A ja mam to zrobione zupełnie inaczej, i co najwazniejszcze działa, i nie wypluwa żadnych błędu  :Very Happy: 

Mam skompilowane, wszytsko co jest defaultowo z alsą, jako moduły, i tylko jeden sterownik, ten od AC97.

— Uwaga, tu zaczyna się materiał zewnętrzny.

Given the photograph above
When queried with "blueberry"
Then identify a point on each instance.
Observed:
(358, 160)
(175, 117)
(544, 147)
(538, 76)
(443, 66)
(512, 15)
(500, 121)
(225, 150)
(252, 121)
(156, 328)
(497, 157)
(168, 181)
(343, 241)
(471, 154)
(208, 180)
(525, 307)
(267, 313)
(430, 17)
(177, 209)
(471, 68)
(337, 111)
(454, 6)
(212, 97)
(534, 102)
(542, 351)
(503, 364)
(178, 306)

Dopisałem go do modules.autoload.d , zemergowałem alsa-utils, i to wszystko  :Very Happy: 

Dodatkowow, alsaconfig, zawsze mi coś psuł, i musiałem usuwac konfiguracje alsy  :Smile: 

Używam AC97, ale to chyba jedyna różnica  :Smile: 

Z tego wynika, że ile userów, tyle sposobów  :Twisted Evil: 

Pozdrawiam, waluigi

----------

## RAIH

 *keman wrote:*   

> A ja mam to zrobione zupełnie inaczej, i co najwazniejszcze działa, i nie wypluwa żadnych błędu 
> 
> Mam skompilowane, wszytsko co jest defaultowo z alsą, jako moduły, i tylko jeden sterownik, ten od AC97.
> 
> Dopisałem go do modules.autoload.d , zemergowałem alsa-utils, i to wszystko 
> ...

 

napisz moze jak zrobiles to dokladnie ja mam problem z zintegrowanym AC97 mam kernela 2.6.12-r4 jak kompilowalem jajko to znalazlem w opcjah zintegrowanyuh ac97 i zaznaczylem no ale dzwiek nie robi wogule napisz po koleji  co mam emerg-nąć i co poustawiać zeby to chulało ! jakies moduy do autoloadu  ? (dzienki z góry)

----------

## Belliash

on am to zle zrobione.

sterownikow do kart dzwiekowych nie laduje sie na "sztywno".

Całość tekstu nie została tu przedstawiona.